Faits divers – Justice

Eric Bocciarelli, magistrat à Nancy " les policiers se trompent de cible "

Par Mathieu Barbier, France Bleu Sud Lorraine lundi 24 octobre 2016 à 12:49

Eric Bocciarelli, un des représentants en Lorraine du syndicat de la magistrature
Eric Bocciarelli, un des représentants en Lorraine du syndicat de la magistrature © Radio France - Christelle Poirel

France Bleu Lorraine recevait ce lundi matin Eric Bocciarelli, du syndicat de la magistrature à Nancy pour réagir aux critiques dont fait l'objet le monde judiciaire. Les policiers mobilisés depuis près d'une semaine maintenant dénoncent notamment une justice trop laxiste.

Entre les confidences de François Hollande peu aimables à l'encontre des magistrats et les critiques des policiers le monde judiciaire vit des heures difficiles. " La justice va mal, la police va mal. C'est un fait. Nous manquons tous cruellement de moyens " précise le magistrat nancéien. Mais poursuit-il " la justice a besoin de respect, ces critiques sont grossières. Les magistrats ne sont pas lâches, la justice n'est pas lâche et c'est malheureux de devoir le dire " renchérit Eric Bocciarelli, un des représentants en Lorraine du syndicat de la magistrature.

35 000 détenus il y a 20ans. Ils sont 70 000 aujourd'hui

Dire que la justice est laxiste, comme l'affirme les policiers n'est pas juste affirme le magistrat. " Il suffit de regarder le nombre de détenus.
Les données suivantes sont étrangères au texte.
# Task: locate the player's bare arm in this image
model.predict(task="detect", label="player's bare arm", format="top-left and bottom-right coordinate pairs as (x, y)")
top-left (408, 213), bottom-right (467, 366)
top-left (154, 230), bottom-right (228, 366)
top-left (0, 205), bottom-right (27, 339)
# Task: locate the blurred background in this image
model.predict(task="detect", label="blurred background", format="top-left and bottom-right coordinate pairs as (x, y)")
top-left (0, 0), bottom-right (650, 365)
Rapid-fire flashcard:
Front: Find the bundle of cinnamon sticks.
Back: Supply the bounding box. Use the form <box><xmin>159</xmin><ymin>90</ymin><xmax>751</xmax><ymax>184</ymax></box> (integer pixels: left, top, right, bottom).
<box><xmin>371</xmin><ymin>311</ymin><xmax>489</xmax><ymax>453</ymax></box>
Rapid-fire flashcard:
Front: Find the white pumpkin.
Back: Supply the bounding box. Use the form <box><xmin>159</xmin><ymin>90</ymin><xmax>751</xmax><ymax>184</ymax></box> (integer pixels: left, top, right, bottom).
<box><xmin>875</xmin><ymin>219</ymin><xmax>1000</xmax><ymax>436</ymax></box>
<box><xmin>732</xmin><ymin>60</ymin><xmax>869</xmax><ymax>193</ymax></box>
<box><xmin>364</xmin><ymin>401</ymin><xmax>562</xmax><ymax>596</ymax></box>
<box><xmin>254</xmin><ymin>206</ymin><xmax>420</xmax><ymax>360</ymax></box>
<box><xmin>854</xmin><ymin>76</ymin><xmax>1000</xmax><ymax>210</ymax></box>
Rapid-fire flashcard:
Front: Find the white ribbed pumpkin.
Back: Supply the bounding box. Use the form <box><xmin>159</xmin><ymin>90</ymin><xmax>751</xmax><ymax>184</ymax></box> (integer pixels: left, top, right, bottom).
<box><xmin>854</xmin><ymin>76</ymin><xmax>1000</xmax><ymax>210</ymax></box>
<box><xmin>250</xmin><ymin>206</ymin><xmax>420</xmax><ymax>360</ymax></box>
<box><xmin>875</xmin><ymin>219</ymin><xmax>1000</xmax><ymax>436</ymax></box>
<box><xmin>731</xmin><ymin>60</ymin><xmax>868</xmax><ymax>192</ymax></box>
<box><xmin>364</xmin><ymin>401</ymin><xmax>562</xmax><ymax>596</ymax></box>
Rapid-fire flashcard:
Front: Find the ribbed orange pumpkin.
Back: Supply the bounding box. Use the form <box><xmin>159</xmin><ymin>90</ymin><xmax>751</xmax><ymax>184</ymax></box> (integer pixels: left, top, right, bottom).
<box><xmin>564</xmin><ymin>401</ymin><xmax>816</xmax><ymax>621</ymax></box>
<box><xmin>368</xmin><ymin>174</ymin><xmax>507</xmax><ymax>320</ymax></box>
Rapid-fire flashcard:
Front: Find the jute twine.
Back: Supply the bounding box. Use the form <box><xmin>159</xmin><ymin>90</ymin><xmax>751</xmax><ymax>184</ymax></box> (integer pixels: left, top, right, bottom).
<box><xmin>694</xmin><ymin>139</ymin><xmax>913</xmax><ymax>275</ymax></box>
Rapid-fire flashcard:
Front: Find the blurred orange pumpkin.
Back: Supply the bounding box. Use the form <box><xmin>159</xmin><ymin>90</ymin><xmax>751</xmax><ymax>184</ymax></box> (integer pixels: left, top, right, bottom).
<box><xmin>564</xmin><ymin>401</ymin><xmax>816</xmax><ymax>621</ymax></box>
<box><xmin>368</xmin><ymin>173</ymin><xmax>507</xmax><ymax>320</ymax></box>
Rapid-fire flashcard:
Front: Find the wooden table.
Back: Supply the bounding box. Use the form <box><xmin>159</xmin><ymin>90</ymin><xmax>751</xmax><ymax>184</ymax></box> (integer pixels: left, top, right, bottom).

Il a doublé en vingt ans. Où est le laxisme? On nous reproche de ne pas assez utiliser l'arme de la détention provisoire mais, celle-ci, et les textes sont clairs, doit rester exceptionnelle".

Eric Bocciarelli a aussi tenu à insister sur la portée d'un séjour en prison. Il doit rester l'ultime recours. Les dégâts peuvent être irréversibles " Si on emprisonne quelqu'un pour une peine mineure de trois mois et qu'il perd son emploi, il va faire quoi? Se désocialiser et recommencer. C'est cela que l'on veut " demande le magistrat lorrain. " La justice a plusieurs missions dont celle de rendre une justice adaptée " précise le juge.

Policiers et magistrats parlent-ils le même langage? Vivent-ils la même réalité? Au regard du fossé qui se creuse entre eux la question peut se poser et le magistrat nancéien n'élude pas la question : " Nous sommes tous soumis à des statistiques, à des exigences de résultats, c'est à devenir fou".

Eric Bocciarelli a conclu son propos sur la justice des mineurs. Il a dénoncé ses contre-vérités assénées notamment par certains hommes politiques sur la prétendue justice à deux vitesses pour les mineurs " C'est faux. Sur les 230 000 mineurs inquiétés en 2015, 30% ont été poursuivis pénalement et plus de la moitié ont été condamnés à des peines alternatives".